Waschen, schneiden, spalten

Hobbypsychologen und Boulevardreporter wissen: Wenn sich eine Frau von ihrem langen Haupthaar trennt, hat es vermutlich eine wichtige Veränderung in ihrem Leben gegeben.

Oder sie hoffte auf eine neue Filmrolle, so wie diese unglückliche Schauspielerin:

Emma Watson (20): Sie wollte sich nach acht abgedrehten „Harry Potter“-Filmen einer neuen Aufgabe widmen und schnitt sich zum Vorsprechen sogar die Haare ab.

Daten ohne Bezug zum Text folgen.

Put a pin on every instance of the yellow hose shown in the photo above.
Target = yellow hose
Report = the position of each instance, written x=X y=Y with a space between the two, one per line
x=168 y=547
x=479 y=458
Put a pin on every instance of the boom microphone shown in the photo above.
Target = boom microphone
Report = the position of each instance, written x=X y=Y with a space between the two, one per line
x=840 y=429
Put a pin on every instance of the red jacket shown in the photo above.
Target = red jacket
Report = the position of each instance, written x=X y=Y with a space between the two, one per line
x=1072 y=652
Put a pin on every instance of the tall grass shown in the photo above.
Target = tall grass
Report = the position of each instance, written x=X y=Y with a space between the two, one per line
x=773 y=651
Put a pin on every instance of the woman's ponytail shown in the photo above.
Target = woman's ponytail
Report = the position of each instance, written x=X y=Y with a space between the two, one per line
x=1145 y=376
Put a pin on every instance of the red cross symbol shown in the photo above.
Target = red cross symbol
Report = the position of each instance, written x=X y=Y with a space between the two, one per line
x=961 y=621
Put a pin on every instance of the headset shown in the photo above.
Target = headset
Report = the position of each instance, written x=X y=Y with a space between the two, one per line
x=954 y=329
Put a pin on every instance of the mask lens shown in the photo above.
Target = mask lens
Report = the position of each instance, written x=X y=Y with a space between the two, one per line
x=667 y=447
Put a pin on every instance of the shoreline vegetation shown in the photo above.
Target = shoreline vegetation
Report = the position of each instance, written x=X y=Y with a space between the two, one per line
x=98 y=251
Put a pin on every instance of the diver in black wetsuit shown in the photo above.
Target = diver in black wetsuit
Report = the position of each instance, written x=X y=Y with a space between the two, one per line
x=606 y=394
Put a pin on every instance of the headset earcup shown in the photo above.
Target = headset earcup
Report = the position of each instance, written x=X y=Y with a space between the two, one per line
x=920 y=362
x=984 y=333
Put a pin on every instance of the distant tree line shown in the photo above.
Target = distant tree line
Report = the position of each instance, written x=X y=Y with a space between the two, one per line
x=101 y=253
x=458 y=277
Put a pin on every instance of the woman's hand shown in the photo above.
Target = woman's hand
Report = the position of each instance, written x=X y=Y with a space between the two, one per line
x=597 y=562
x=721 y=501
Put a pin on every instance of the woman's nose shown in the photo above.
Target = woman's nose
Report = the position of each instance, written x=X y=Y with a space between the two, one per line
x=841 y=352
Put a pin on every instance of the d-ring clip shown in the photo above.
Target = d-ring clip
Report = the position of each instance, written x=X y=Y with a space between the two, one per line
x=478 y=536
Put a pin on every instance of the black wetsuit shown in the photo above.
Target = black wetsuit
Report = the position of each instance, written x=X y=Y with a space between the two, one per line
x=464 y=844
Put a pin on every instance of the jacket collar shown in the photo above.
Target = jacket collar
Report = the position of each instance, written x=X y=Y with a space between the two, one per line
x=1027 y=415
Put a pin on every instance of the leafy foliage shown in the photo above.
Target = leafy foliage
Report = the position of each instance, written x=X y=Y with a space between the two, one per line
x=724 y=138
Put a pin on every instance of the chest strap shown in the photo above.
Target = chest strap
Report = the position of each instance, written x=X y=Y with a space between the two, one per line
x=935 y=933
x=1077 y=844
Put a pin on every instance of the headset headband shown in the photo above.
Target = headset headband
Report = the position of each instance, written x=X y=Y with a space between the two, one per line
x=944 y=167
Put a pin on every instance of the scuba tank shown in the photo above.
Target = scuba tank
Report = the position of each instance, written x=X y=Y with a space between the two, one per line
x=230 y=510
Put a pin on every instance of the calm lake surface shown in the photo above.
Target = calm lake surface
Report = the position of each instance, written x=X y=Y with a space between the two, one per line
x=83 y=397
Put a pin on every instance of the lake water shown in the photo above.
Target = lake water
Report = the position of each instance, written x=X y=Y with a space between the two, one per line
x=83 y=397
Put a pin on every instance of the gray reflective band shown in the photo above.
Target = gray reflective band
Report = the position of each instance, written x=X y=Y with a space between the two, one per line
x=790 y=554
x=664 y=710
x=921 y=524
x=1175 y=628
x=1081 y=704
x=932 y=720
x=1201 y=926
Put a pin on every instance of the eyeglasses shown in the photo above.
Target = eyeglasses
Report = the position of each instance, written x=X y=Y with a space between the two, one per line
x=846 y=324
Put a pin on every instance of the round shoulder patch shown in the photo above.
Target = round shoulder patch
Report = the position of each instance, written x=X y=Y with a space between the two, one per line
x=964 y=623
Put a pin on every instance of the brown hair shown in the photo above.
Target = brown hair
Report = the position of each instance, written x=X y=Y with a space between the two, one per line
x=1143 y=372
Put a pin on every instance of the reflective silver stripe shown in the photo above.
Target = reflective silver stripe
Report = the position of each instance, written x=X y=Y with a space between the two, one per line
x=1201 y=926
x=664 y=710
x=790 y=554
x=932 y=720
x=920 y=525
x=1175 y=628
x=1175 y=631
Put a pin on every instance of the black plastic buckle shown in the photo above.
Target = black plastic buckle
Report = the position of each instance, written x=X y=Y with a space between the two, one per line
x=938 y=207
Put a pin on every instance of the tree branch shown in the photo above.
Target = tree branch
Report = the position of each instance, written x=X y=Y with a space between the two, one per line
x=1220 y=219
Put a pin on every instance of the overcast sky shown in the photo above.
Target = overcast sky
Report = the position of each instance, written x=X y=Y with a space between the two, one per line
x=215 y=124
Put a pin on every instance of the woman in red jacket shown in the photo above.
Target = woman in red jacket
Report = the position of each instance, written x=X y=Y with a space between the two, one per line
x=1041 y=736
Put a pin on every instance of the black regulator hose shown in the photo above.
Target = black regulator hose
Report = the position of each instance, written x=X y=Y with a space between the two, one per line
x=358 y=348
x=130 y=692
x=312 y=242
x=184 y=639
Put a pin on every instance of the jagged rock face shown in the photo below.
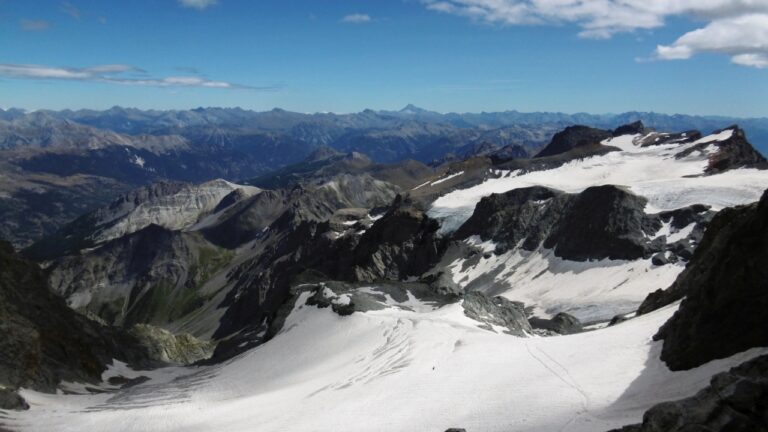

Bild.de hat die Formulierung „schnitt sich zum Vorsprechen sogar die Haare ab“ mit einem Link unterlegt, der einen direkt zu einem anderen Bild.de-Artikel vom 6. August bringt.

Damals schrieb Bild.de:

Mit der Frisur erinnert der „Harry Potter“-Star (spielt Zauberschülerin Hermine) ein wenig an 60er-Jahre Stilikone Twiggy. Doch eine Filmrolle ist nicht der Grund für Emmas neuen Look. Sie trennte sich freiwillig von ihrem schönen langen Haar.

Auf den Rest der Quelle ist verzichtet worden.